The largest school district

Albuquerque Public Schools, the largest district in New Mexico, must cool 19 million square feet in the summer months when children are in school. Though APS didn’t start this year until August 3, it has the oldest schools in the state and 70 percent of the district relies on evaporative coolers to keep the buildings cool, Gabriella Durán Blakey, APS chief operations officer, told NM Political Report.

She said APS has contingency plans in place to move a classroom if one becomes too hot; the schools can also move a portable cooling unit into the room. She said the district prioritizes medically fragile students and every classroom has a fan.

Durán Blakey said the district has invested money from a $20 million COVID-19 relief fund to upgrade the district’s HVAC infrastructure. She said the work should be complete by next year. She said the district has also changed some of its systems and keeps them on longer at night to try to keep as much cool air coming into the buildings as possible to keep them cool during daytime hours.

She said the district has 25,000 air conditioning units, but with such a large system, there is a probability that there will be mechanical failure somewhere in the system every day. Another challenge the district faces is that August is typically monsoon season in the state, when evaporative coolers are not as efficient, Durán Blakey said.

She said the district is in conversation with other school districts in the nation, such as Phoenix, which regularly faces temperatures above 100 degrees in the summer. But she also noted that during the early part of the pandemic, schools that rely on refrigerated air were the concern because they “are not so good at bringing in fresh air.”

Durán Blakey said APS also has buses that lack air conditioning. She said APS has installed filtered water bottle stations to help students stay hydrated while on buses and in school.

What can the state do?

Pearce said that when districts notify PED that classrooms are too hot or too cold, the agency works with the affected school to troubleshoot and problem solve mechanical or logistical issues.

She said in an email that the state requires classrooms to be within a temperature range of 68 degrees to 75 degrees Fahrenheit with full occupancy.

“Every student needs to be comfortable and safe at school. For learning to happen, their basic needs must be met first, which includes having classrooms maintained at an appropriate temperature,” she said through email.

Soules said the legislature has been talking about the problem of climate change-related heat waves and keeping children in a cool learning environment for “several years.”

“But not so directly as now,” he said.

He also said that “extended learning time is here to stay.”

But, he added, that while he worries about children riding hot buses, children could be just as hot at home as they are in school and in some cases, could be better off in school when there is air conditioning and teachers and administrators to keep watch, making sure students stay hydrated.
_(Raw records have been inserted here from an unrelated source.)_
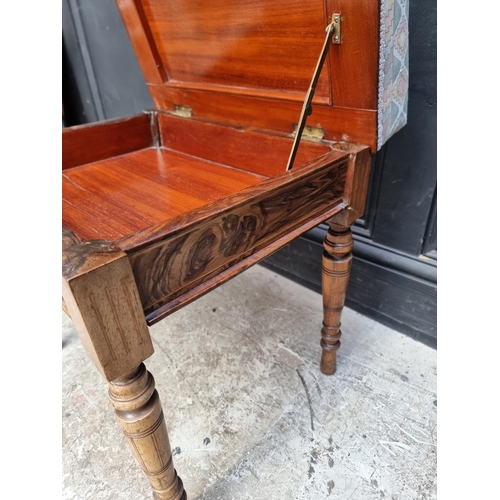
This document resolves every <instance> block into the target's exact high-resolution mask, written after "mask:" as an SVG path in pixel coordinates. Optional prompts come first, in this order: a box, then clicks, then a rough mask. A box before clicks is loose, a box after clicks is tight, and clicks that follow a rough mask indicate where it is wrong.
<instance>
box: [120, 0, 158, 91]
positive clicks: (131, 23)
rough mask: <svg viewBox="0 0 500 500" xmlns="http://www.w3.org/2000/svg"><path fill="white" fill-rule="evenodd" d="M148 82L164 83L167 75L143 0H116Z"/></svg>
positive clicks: (144, 74)
mask: <svg viewBox="0 0 500 500" xmlns="http://www.w3.org/2000/svg"><path fill="white" fill-rule="evenodd" d="M116 3H117V5H118V8H119V10H120V14H121V16H122V19H123V22H124V23H125V26H126V27H127V28H128V30H129V36H130V38H131V41H132V43H133V45H134V49H135V53H136V55H137V59H138V61H139V64H140V66H141V69H142V73H143V74H144V77H145V78H146V81H147V82H151V83H157V84H162V83H164V82H166V81H167V75H166V73H165V69H164V67H163V64H162V62H161V58H160V55H159V53H158V49H157V48H156V45H155V43H154V39H153V35H152V33H151V29H150V27H149V25H148V22H147V19H146V16H145V13H144V8H143V6H142V4H143V2H142V1H141V0H116Z"/></svg>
Schools also have medical staff on campus if a child requires aid.

Soules said school districts can purchase new cooling and heating systems for their schools through capital outlay funds but it’s up to the districts to set their own capital outlay projects.

But for many school improvement projects, districts also have to raise matching funds to receive funds from the state and that can be difficult to raise at the local level, Holland said.

The other possibility is for a district to ask the voters to approve a bond, but that requires running a bond campaign and can mean a lag time of two-to-three years before the school district receives the money if the voters approve it.

Holland said there needs to be a change to the funding structure.

“It will fall on educators to buy fans and [portable] swamp coolers to make do until something changes in the funding structure,” she said.

Soules said another remedy may be that school districts, in the future, will build “heat wave days” into their calendar, much like schools have snow days built in now.

“Certainly in local districts with a 110 heat wave, the superintendent could suspend as they would for snow days…Lots of districts have late start days when it snows but melts by noon. They could also have early release if it’s 105. It’s in their purview for their decision making,” Soules said.